GAZETA.PL: NBP wskazuje na lukę w emeryturach. Ma nowy pomysł. Ekspert: Temat jest jak yeti – komentuje dr Marcin Wojewódka

Narodowy Bank Polski – nie pierwszy zresztą raz – wskazuje na poważną w jego opinii lukę w polskim systemie emerytalnym. Chodzi o to, że w przypadku dobrowolnych oszczędności emerytalnych – gromadzonych np. na PPK czy na IKE, ale także poza filarami emerytalnymi – właściwie nie istnieje w Polsce mechanizm wypłaty tych środków w formie dożywotniego świadczenia. Rozmowy w gronie ubezpieczycieli trwają na ten temat od lat, ale na razie mało kto oferuje takie rozwiązania.

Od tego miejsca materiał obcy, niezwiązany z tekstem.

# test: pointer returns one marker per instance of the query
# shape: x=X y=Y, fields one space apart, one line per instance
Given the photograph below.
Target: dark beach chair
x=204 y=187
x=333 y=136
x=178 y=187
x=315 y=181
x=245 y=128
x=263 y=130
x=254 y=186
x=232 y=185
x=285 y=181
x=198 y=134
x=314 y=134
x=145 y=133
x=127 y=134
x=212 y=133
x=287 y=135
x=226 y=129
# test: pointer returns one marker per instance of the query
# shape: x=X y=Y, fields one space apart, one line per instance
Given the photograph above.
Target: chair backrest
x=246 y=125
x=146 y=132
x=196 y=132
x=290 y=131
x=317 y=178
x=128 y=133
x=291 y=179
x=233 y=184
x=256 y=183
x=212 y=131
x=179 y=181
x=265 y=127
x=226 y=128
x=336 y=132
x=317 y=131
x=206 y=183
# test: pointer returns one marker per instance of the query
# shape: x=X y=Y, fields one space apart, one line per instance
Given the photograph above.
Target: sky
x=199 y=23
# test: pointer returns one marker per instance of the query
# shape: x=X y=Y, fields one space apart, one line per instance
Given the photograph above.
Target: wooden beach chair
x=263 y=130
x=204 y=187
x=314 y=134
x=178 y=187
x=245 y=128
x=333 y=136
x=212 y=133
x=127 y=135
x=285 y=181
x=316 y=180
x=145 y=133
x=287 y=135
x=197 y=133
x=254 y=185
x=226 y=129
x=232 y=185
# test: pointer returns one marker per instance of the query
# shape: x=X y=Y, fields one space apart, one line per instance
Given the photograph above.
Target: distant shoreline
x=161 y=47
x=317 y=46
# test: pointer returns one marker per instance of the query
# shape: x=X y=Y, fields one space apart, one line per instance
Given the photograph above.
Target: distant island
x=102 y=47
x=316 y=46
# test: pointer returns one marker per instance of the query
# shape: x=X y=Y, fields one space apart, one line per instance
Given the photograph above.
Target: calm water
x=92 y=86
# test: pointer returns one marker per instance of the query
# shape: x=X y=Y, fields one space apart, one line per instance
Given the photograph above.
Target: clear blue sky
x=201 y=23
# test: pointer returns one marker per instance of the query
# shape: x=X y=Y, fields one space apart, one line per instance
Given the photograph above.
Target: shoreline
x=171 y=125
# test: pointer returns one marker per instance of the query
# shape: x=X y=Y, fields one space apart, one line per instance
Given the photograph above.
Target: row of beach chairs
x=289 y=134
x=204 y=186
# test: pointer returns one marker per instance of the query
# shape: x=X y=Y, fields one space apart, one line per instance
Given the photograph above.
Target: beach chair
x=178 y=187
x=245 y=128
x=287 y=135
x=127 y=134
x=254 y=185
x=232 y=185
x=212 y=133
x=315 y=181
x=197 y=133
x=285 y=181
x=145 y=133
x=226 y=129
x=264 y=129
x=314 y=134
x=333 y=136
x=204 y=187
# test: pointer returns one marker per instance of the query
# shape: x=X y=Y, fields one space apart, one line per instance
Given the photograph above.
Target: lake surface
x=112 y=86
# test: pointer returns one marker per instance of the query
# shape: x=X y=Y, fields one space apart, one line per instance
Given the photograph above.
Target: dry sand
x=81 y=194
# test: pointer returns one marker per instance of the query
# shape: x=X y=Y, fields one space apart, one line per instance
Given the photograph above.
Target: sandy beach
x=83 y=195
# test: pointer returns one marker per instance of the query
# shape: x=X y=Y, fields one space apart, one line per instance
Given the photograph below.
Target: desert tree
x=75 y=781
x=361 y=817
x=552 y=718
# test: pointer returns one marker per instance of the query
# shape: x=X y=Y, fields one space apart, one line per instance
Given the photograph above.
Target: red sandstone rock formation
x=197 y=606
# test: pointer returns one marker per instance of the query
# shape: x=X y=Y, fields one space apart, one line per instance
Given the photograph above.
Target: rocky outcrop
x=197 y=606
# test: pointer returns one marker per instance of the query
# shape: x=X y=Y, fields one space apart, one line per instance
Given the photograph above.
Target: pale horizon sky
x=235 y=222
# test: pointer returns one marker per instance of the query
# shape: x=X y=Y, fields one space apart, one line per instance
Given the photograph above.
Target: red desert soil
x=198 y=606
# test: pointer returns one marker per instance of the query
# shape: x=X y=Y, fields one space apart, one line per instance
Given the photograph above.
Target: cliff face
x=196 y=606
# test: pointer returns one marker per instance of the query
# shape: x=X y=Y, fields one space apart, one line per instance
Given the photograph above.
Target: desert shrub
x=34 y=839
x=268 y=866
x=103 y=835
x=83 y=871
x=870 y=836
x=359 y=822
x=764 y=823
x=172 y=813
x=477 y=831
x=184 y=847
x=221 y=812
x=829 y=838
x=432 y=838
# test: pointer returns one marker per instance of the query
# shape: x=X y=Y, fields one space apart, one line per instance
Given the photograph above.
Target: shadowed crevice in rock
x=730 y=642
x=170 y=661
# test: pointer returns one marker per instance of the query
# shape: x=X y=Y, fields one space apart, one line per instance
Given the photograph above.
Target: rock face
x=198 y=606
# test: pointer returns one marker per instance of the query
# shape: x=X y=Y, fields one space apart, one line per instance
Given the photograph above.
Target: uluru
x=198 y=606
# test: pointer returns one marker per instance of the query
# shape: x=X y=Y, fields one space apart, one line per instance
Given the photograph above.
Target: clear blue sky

Ze strony Polaków też nie widać szczególnego zainteresowania tymi produktami.

 

 

Narodowy Bank Polski w swoich uwagach do projektu ustawy o ogólnoeuropejskich indywidualnych produktach emerytalnych (OIPE) podjął ważny temat. Chodzi o – jak pisze NBP – „brak możliwości otrzymania świadczenia emerytalnego w formie renty dożywotniej” z systemu dobrowolnych oszczędności emerytalnych. Co to oznacza?

W polskim systemie emerytalnym, w ramach drugiego lub trzeciego filara emerytalnego, jest sporo rozwiązań służących długoterminowemu gromadzeniu oszczędności. Mamy Pracownicze Plany Kapitałowe (PPK), Pracownicze Programy Emerytalne (PPE), Indywidualne Konta Emerytalne (IKE), Indywidualne Konta Zabezpieczenia Emerytalnego (IKZE). Każdy z nich ma oczywiście nieco inne cechy, ale łączy je jedno – po ukończeniu pewnego roku życia (zwykle 60-65 lat) ich uczestnik po prostu zostaje z jakąś sumą uzbieranych przez lata pieniędzy. Może wydać je od razu, może podzielić je sobie na transze i sięgać po określoną kwotę co miesiąc. Może nawet ustalić, będzie otrzymywać środki w ratach. Rzecz jasna można (i warto) odkładać środki z myślą o emeryturze także zupełnie indywidualnie, poza filarami emerytalnymi.

Nadal jednak to określona kwota środków, która w pewnym momencie może się skończyć. To uczestnik tych programów mierzy się z tzw. ryzykiem długowieczności. Oznacza to, że nawet gdyby ktoś oszczędnie gospodarował środkami i np. założył, że będzie z nich korzystał do 85. roku życia, to jeśli dożyje bardziej sędziwego wieku, po prostu zapasy pieniędzy mu się wyczerpią, co obniży jego komfort życia. I to w momencie, gdy prawdopodobnie potrzeby finansowe seniora (np. na leki czy opiekę) będą wysokie.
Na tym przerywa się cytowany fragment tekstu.